The apocalyptic images playing out at the ballpark, Bloomington’s curtain call on the national stage, are being broadcast over the NBC television network. The announcers are silent. Over scenes of destruction, NBC is playing its planned tribute, a maudlin soundtrack backed by strings: Frank Sinatra singing “There used to be a ballpark right here…”



Tom drives me home from the Met one last time. I ride shotgun in the powder-blue Honda Accord that Mom has downsized into, now that she no longer has reason to drive five children at the same time. We pull into the South Brook driveway that I’ve shoveled countless times, in which I’ve shot innumerable hoops, from which I’ve thrown an infinite number of tennis balls against the garage door. At the top of the driveway is the single arborvitae around which Dad still strings a single strand of Christmas lights. Midway down its gentle slope is the backboard and hoop mounted on the pole that we used as home base—known in Bloomington as “gool”—in games of tag and Starlight Moonlight. It was on this driveway that we waited, one fateful Thanksgiving, for the high school fool that TP’d our house to make one more admiring pass, at which time Jim, Tom, John, and I caught up with his car on foot and ripped off his antenna as he sped away.

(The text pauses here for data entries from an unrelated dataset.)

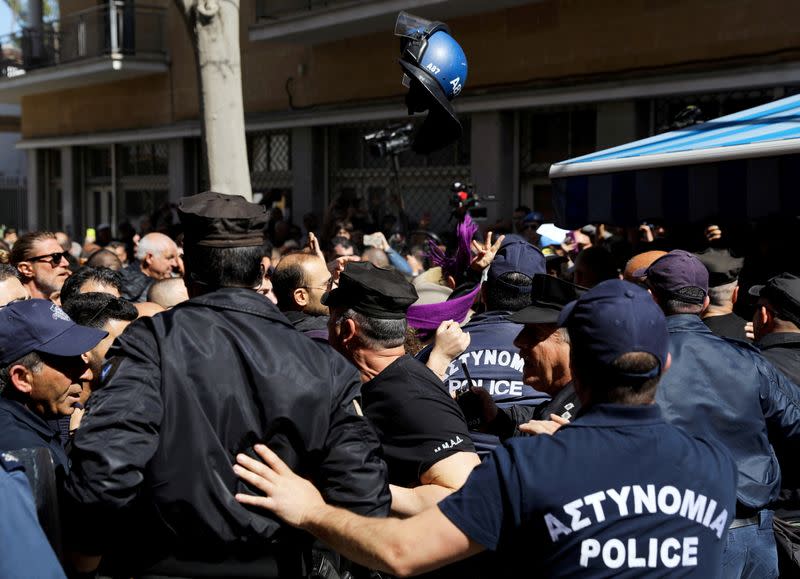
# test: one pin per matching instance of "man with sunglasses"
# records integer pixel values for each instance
(42, 264)
(42, 366)
(299, 282)
(11, 289)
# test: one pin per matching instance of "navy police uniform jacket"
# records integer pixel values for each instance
(193, 387)
(494, 364)
(22, 428)
(726, 389)
(658, 502)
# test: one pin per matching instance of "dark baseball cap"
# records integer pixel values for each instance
(679, 274)
(372, 291)
(549, 295)
(517, 256)
(723, 268)
(41, 326)
(218, 220)
(783, 293)
(614, 318)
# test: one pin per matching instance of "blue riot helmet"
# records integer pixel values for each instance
(435, 70)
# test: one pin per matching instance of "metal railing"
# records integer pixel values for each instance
(115, 30)
(277, 9)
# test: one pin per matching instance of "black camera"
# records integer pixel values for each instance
(392, 140)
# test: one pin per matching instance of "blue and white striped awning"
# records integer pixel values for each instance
(741, 166)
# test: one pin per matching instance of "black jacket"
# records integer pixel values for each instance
(193, 387)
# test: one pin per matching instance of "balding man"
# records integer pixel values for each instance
(158, 259)
(168, 293)
(299, 282)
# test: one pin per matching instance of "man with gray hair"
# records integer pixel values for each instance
(157, 257)
(423, 432)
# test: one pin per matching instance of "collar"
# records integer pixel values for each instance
(619, 415)
(686, 323)
(27, 417)
(238, 300)
(779, 339)
(493, 317)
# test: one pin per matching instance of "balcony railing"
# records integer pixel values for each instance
(114, 30)
(276, 9)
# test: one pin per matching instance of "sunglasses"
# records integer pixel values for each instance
(55, 258)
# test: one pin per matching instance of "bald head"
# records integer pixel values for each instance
(640, 262)
(158, 255)
(168, 293)
(299, 281)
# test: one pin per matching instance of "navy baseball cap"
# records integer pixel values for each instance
(517, 256)
(678, 274)
(614, 318)
(41, 326)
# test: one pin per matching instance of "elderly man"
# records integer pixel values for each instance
(168, 293)
(188, 389)
(42, 367)
(11, 289)
(619, 491)
(299, 282)
(42, 263)
(423, 433)
(728, 390)
(157, 257)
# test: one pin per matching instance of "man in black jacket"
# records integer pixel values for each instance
(192, 387)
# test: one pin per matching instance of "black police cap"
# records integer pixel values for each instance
(372, 291)
(218, 220)
(549, 295)
(723, 268)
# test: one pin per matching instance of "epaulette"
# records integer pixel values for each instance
(10, 462)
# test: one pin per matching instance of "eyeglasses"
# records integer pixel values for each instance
(54, 257)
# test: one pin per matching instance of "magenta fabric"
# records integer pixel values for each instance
(429, 316)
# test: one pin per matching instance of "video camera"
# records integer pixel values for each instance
(392, 140)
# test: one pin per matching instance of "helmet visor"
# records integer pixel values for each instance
(411, 26)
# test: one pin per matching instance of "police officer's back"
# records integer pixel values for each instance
(191, 388)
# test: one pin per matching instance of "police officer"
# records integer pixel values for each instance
(24, 550)
(544, 349)
(423, 433)
(726, 389)
(188, 389)
(617, 491)
(492, 359)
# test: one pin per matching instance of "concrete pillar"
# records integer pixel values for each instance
(307, 194)
(616, 123)
(177, 171)
(493, 163)
(69, 202)
(34, 191)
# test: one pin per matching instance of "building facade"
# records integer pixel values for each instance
(110, 112)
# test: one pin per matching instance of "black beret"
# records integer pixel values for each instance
(217, 220)
(549, 295)
(372, 291)
(722, 267)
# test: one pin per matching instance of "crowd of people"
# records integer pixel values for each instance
(230, 395)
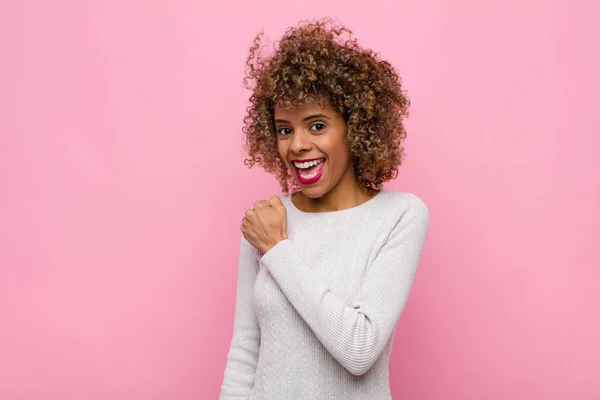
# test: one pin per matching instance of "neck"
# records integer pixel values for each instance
(346, 194)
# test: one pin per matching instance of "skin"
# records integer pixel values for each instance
(304, 133)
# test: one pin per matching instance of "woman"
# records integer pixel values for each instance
(324, 273)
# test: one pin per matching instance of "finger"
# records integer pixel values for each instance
(275, 201)
(262, 204)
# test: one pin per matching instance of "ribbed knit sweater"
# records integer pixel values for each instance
(315, 316)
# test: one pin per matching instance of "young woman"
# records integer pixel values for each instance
(324, 272)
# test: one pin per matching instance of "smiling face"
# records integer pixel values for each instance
(313, 142)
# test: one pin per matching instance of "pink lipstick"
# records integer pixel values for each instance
(309, 171)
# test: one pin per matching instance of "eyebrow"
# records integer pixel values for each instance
(305, 119)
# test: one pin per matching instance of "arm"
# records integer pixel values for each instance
(356, 334)
(242, 357)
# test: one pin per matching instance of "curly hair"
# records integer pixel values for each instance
(320, 61)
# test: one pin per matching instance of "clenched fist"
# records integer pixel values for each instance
(265, 224)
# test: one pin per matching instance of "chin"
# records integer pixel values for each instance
(313, 191)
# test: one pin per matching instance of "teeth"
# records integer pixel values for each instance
(308, 164)
(309, 176)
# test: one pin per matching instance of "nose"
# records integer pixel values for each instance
(300, 142)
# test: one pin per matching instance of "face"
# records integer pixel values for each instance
(313, 142)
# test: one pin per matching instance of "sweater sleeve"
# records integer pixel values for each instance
(238, 379)
(355, 334)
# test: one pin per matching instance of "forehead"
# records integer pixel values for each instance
(301, 110)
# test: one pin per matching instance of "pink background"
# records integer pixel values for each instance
(122, 188)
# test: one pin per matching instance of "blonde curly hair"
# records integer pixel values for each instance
(321, 61)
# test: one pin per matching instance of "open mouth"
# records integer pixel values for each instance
(309, 172)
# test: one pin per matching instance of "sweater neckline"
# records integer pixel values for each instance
(373, 200)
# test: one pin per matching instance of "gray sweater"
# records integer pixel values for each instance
(315, 316)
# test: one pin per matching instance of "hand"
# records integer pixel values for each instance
(265, 224)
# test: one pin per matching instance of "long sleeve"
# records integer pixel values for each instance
(242, 357)
(356, 334)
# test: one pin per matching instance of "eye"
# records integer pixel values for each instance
(284, 131)
(317, 126)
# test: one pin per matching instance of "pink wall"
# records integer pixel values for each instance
(122, 187)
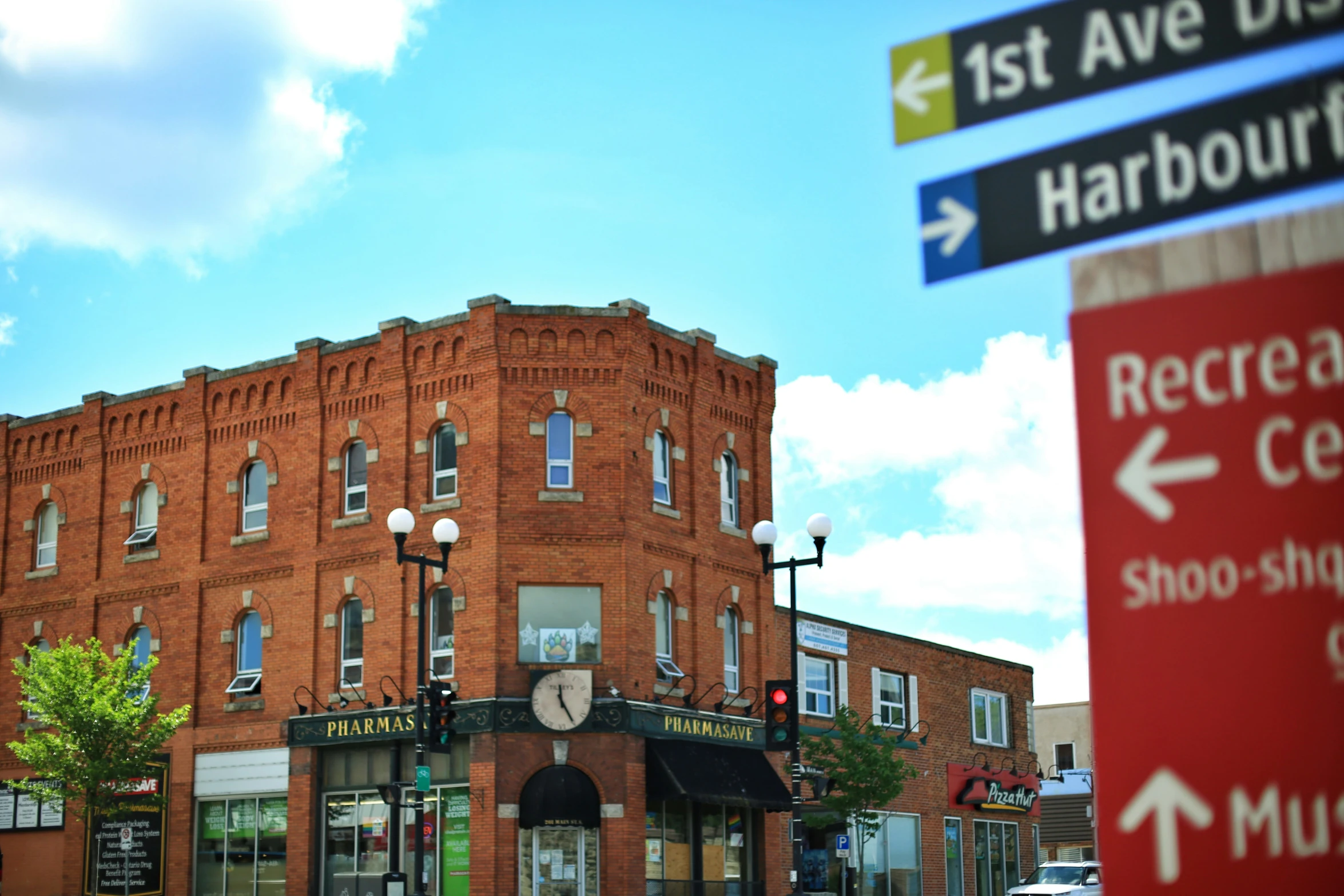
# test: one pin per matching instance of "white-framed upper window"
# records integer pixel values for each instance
(49, 519)
(892, 699)
(441, 633)
(729, 489)
(352, 643)
(559, 452)
(988, 718)
(819, 687)
(140, 655)
(662, 469)
(663, 616)
(446, 463)
(255, 497)
(356, 479)
(730, 651)
(147, 519)
(249, 655)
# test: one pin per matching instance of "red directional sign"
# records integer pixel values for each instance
(1211, 433)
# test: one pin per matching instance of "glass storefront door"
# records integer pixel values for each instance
(241, 847)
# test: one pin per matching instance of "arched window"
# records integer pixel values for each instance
(248, 679)
(147, 519)
(352, 643)
(559, 452)
(255, 497)
(729, 489)
(356, 479)
(49, 520)
(441, 633)
(446, 463)
(663, 616)
(730, 649)
(662, 469)
(140, 655)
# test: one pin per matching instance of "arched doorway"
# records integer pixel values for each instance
(558, 817)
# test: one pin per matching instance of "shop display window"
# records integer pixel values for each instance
(241, 847)
(559, 624)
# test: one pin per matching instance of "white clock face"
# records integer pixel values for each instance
(561, 700)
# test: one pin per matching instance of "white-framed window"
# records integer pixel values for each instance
(729, 489)
(356, 479)
(248, 639)
(662, 469)
(49, 519)
(731, 628)
(988, 718)
(255, 497)
(147, 519)
(441, 633)
(140, 653)
(446, 463)
(559, 452)
(352, 643)
(1065, 756)
(819, 687)
(663, 616)
(892, 699)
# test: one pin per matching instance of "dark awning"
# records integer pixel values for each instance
(714, 774)
(559, 797)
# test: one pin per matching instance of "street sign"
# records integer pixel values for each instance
(1066, 50)
(1211, 440)
(1253, 145)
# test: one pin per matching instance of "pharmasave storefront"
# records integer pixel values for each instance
(709, 787)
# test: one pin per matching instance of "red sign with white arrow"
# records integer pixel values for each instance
(1211, 439)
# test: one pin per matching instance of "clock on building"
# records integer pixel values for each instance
(562, 699)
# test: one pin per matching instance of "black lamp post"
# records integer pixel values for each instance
(765, 533)
(401, 521)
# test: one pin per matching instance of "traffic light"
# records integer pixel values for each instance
(441, 716)
(780, 710)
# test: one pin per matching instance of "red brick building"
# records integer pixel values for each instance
(604, 471)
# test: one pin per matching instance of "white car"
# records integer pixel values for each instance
(1053, 879)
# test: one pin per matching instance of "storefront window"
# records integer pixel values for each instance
(241, 847)
(559, 624)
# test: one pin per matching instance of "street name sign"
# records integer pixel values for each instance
(1066, 50)
(1211, 441)
(1246, 147)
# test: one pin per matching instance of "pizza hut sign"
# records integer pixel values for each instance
(1000, 793)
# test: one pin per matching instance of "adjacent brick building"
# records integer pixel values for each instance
(604, 471)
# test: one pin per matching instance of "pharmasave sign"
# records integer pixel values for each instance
(999, 793)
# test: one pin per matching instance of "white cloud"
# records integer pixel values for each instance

On this driveway, I waited in vain for hours on summer days for something to happen. Here, Jim and Tom posed in their prom tuxedoes and Mom chatted with passing neighbors after retrieving the mail. At the sound of Dad’s tires traversing this curb in the evening, she applied lipstick prior to kissing her husband in the hallway. I know every dimple and divot of this driveway. The kickstands that melted into its blacktop surface have left a topographical map of childhood.